Au cours des dernières décennies, Noord est devenu de plus en plus populaire. D’abord les créatifs, attirés par les chantiers navals et les bâtiments portuaires désaffectés, puis de plus en plus d’autres Amsterdamois ont suivi, attirés dans l’ancienne zone interdite par des logements relativement abordables. Aujourd’hui, l’embourgeoisement bat son plein et, en 2020, le quartier a même été inscrit sur la liste Time Out des 40 quartiers les plus cool du monde.

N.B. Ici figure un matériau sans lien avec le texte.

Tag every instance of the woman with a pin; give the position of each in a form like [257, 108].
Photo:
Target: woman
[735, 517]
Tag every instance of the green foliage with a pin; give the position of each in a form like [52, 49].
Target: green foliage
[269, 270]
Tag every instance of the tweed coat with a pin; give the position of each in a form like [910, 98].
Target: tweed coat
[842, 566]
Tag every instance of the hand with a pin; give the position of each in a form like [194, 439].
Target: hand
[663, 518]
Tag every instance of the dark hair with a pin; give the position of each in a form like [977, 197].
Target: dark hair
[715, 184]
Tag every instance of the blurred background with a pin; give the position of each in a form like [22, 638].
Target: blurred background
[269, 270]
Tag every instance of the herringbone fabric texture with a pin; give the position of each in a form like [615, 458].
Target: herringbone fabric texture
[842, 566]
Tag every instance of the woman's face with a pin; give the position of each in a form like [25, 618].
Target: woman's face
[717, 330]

Face à ces développements, la ville a recommencé à réfléchir à la construction de liaisons terrestres. Un premier plan, réalisé en 2017, prévoyait la construction d’un tunnel sous-marin derrière la gare centrale ainsi que deux nouveaux ponts à l’ouest et à l’est de la gare. Plusieurs architectes se sont sentis inspirés et ont déjà fait des propositions de conception non sollicitées pour de nouveaux ponts. Le gouvernement national néerlandais craignait toutefois que les ponts constituent des obstacles à la circulation maritime intense sur Het IJ, qui sert de liaison entre le canal Amsterdam-Rhin et la mer du Nord. Pendant deux ans, les discussions ont été interrompues. En 2019, une commission indépendante a été instituée et a reçu la tâche de développer sa propre proposition, afin de résoudre l’impasse entre le gouvernement et la municipalité.
Ferries, ponts et tunnels
En juin, la commission, dirigée par l’urbaniste flamand Alexander D’Hooghe, a publié ses conseils. La proposition définit deux types de liaisons à terre : les ferries pour les liaisons locales et les ponts pour les liaisons d’importance régionale. Un nouveau pont pour les piétons, les vélos et les tramways est envisagé dans la zone de Houthaven à l’ouest de la ville, un autre dans les docks de l’est. Un tunnel pour piétons derrière la gare centrale, deux nouvelles liaisons par ferry et l’élargissement du pont existant dans l’est de la ville complètent le plan. Une liaison supplémentaire pourrait être une liaison par téléphérique dans la zone portuaire occidentale, pour laquelle le cabinet d’architecture UNStudio a déjà réalisé un projet. Cette liaison pourrait être liée au nouvel emplacement du terminal de croisière, qui devra être déplacé vers le port occidental selon la proposition. La grande question est maintenant de savoir si la municipalité et le gouvernement national accepteront l’avis de la commission et commenceront à faire des plans pour la mise en œuvre.
Lorsque Anneke Bokern et Paul Vlok, architectes, les partenaires locaux de Guiding Architects, ont réalisé que de nombreux habitants d’Amsterdam ne connaissaient pas vraiment les emplacements des futures liaisons terrestres, ils ont mis au point une visite guidée de trois heures sur le « Jump across Het IJ » et l’ont commercialisée en collaboration avec le centre d’architecture Arcam. En septembre et octobre, les visiteurs individuels ont pu se joindre à la visite à vélo, au cours de laquelle ils ont visité tous les lieux passés, présents et futurs, ont entendu parler des plans et ont eu de nombreuses occasions de discuter. La tournée a connu un grand succès et s’est déroulée à guichet fermé pendant plusieurs semaines d’affilée.
Actuellement, la tournée ne peut pas être proposée en raison de la réglementation néerlandaise relative à la Covid. Mais dès qu’il sera à nouveau autorisé, lesarchitectes relancerant le « Jump across Het IJ » – dans l’espoir que le plus grand nombre possible de personnes puissent se faire une opinion sur cette importante question spatiale et d’infrastructure.